勢いで誘っちゃったけど、嫌だよな、きっと。
男の家にあがるのとか、普通。

「いや、全然、断ってくれていいからね」
「ここって、夏になると花火見えます?」
「え?あ、うん。周りに低い建物ばかりだからね、見れるよ」
「じゃーきます」
「え?」
「花火大会の日、予約します!貢物持ってきます!お酒がいいですか!?」
「・・・ぷっはは、ははは」
「え?何か私変なこと言いました?」

橘さんってほかの女性とは違う、俺を見る目が全然違う。
こんなにも俺を男として見ていない人って初めてだ。態度や話し方でわかる。
俺に近づいてくる女性で色目を全く使わない人は初めてだ。


「まだ、だーいぶ先の話だけどね、その時は、身一つで大丈夫だから」



それから、週1のペースで橘さんがきてくれて、一緒に料理をして、作り置きを沢山作った。
これで、数日分の夕飯はここから食べられるし、冷蔵庫にこんなに食べ物が詰まってるのは久しぶりだった。

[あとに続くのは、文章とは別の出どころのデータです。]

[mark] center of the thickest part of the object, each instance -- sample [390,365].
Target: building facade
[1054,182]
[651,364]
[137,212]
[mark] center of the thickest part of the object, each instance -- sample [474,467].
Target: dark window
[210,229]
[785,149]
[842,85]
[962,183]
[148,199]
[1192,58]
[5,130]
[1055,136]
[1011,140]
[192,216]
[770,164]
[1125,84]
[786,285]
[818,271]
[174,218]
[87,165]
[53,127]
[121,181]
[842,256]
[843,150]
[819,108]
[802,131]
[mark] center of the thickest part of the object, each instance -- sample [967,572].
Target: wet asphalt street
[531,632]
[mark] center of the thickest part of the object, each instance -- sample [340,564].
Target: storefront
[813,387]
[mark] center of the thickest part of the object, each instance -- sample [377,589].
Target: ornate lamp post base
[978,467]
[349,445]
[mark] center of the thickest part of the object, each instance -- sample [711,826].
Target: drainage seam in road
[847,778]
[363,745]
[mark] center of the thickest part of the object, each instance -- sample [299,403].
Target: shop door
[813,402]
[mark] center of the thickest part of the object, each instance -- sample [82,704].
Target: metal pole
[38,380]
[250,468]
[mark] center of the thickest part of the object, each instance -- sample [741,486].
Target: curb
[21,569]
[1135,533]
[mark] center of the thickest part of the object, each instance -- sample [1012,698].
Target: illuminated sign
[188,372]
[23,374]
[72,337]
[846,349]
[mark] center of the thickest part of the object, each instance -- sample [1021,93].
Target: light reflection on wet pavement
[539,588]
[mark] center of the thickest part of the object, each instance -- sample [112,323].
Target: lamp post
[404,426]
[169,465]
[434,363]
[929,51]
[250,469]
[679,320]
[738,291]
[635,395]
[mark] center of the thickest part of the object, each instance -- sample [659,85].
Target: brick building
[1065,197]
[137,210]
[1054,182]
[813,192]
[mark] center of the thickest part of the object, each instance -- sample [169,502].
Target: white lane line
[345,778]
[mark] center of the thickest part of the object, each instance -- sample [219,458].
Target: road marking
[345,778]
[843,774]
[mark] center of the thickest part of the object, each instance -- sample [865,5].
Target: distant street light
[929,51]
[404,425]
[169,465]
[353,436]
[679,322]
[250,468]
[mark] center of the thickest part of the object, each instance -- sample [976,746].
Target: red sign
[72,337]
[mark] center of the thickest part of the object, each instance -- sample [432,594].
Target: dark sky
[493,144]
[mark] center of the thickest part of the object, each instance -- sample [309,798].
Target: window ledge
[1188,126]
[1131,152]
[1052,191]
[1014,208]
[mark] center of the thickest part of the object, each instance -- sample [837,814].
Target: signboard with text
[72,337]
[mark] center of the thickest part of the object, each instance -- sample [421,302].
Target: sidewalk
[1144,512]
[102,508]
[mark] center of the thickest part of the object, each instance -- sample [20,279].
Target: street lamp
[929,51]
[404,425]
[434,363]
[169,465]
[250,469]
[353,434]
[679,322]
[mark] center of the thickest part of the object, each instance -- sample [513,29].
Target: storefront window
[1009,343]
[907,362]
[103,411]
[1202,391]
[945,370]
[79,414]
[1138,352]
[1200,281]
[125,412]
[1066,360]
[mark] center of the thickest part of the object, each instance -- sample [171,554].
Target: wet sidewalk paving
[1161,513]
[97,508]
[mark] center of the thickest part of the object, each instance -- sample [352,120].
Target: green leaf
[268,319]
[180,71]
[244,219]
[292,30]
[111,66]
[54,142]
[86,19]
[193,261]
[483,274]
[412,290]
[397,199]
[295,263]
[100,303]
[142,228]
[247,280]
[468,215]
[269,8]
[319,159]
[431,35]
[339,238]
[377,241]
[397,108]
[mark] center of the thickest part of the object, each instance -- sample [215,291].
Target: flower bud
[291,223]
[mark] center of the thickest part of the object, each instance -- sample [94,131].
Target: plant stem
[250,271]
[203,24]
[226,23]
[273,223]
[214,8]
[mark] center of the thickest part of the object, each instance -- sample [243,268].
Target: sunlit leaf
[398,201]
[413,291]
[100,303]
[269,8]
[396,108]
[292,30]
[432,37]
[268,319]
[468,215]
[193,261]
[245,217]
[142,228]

それからは仕事終わりで、何度か他の人達と交えて会って、休みの日に会うことはなかったけど、谷口、蒼野さん、三日月、橘さんの五人で飲みに行ったり、カラオケに行ったり、する事が増え、充実した日々を送っていたある日、事件は起こった。

数ヶ月が経った頃。

最近、部署内の空気が重い。次々に部下が辞めていくし、異動を申し出る人も少なくない。
飲み会もここ1ヶ月くらい誰からも誘われなくなった。

朽田係長がパワハラをしているのではないかと、噂は聞いているが、証拠がない。
次々にターゲットが変わっているのはなんとなくわかっている。

それとは関係あるか分からないけど、最近橘さんの元気も無い気がする。
谷口も最近様子がおかしい、仕事を遅刻したり休みが増えている。

蒼野さんが最近、体調不良を理由に仕事を休むようになったし、その頃から、飲み会に誘われなくなった。
橘さんも最近俺の事を避けるようになった気がする・・・誘いづらくなった。


明らかにみんなの様子がおかしい。

部署内の空気が悪い。
パワハラの事実を調査してもらわないと。

今朝は会議の資料を準備するため2時間早く出社した俺はデスクにカバンを置き、PCの電源いれてデスクトップの周りに貼られた沢山のメモをチェックした。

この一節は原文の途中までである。